Countershading coloration in blue shark skin emerges from hierarchically organized and spatially tuned photonic architectures inside skin denticles
City University of Hong Kong | Max Planck Institute of Colloids and Interfaces | University of Salzburg | B CUBE – Center for Molecular Bioengineering | Elasmobranch Research Belgium (ERB) | Medical University Innsbruck | AZTI, Basque Research and Technology Alliance (BRTA) | Hong Kong Polytechnic University
30秒速读
IN SHORT: This paper solves the core problem of how blue sharks achieve their striking dorsoventral countershading camouflage, revealing that coloration originates not from dermal pigments but from hierarchical photonic architectures within individual skin denticles.
核心创新
- Biology Identifies denticles as the primary optical units ('pixels') for shark skin coloration, overturning the assumption that coloration originates from underlying dermal chromatophores.
- Methodology Establishes a multi-scale correlative imaging pipeline (optical, μCT, histology, FIB-SEM, TEM) to link nanoscale crystal organization with macroscopic color gradients.
- Biology Demonstrates a spatial gradient in photonic architecture: from ordered purine-crystal stacks (blue) to disordered assemblies (white), coupled with systematic changes in chromatophore composition and pulp cavity volume (25% in blue zone vs. 17% in white zone).
主要结论
- Blue shark countershading originates from denticle-embedded photonic architectures, not dermal pigments, with pulp cavity volume decreasing from 25% (blue) to 17% (white).

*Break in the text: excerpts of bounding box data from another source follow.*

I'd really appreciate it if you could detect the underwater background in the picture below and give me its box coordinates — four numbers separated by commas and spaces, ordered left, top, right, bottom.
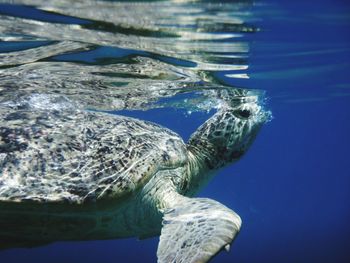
0, 0, 350, 263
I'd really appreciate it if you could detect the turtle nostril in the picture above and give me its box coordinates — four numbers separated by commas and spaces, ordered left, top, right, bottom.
235, 110, 252, 119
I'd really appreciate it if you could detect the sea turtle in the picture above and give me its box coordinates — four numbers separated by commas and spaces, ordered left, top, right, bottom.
0, 89, 268, 263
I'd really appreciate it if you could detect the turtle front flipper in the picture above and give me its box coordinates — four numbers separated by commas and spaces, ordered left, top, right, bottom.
157, 197, 241, 263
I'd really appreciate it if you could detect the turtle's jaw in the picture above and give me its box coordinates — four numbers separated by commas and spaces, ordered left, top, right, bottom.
189, 96, 271, 170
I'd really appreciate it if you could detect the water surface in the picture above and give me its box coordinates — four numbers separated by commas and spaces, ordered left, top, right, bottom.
0, 0, 350, 263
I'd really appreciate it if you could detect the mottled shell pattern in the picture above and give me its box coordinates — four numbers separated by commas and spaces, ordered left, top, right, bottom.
0, 107, 187, 204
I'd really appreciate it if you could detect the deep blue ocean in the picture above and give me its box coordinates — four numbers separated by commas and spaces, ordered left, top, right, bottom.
0, 0, 350, 263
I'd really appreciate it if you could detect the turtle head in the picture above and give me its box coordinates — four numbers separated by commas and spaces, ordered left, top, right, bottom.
189, 89, 271, 169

- Color variation is organized hierarchically: at the microscale, blue denticles contain a tessellated reflector-absorber system (iridophores + melanophores), while white denticles lack melanophores entirely.
- At the nanoscale, ordered purine-crystal stacks (~10-60 nm features) generate narrowband blue reflection, whereas disordered assemblies produce broadband white scattering, directly linking crystal organization to optical output.
摘要: The blue shark (Prionace glauca) exhibits a striking dorsoventral color gradient, transitioning from vibrant blue dorsally to silver and white ventrally—a pattern widely interpreted as pelagic countershading. Despite its ecological significance, the physical basis of this coloration remains unresolved. Here we show that this color system does not arise from dermal chromatophores, as in most vertebrates, but from a previously unrecognised photonic architecture housed within the pulp cavity of individual dermal denticles that cover the skin. Optical imaging reveals discrete color domains within denticle crowns, while external denticle morphology remains similar across color zones. Using spectroscopy, micro-computed tomography, histology and correlative electron microscopy, we demonstrate that color variation is organized across coupled micro- and nanoscale architectures. In blue denticles, iridophores and melanophores form a densely packed tessellated reflector–absorber system within an expanded crown-restricted pulp cavity. Transition-zone denticles exhibit partial cellular layering, whereas white denticles lack melanophores and contain only reflective cells. At the nanoscale, ordered purine-crystal stacks generate narrowband blue reflection, whereas disordered assemblies produce broadband white scattering. Together, these results reveal denticles as mechanically protected optical “pixels” whose hierarchical cellular and nanocrystal organization generates the shark’s countershaded coloration.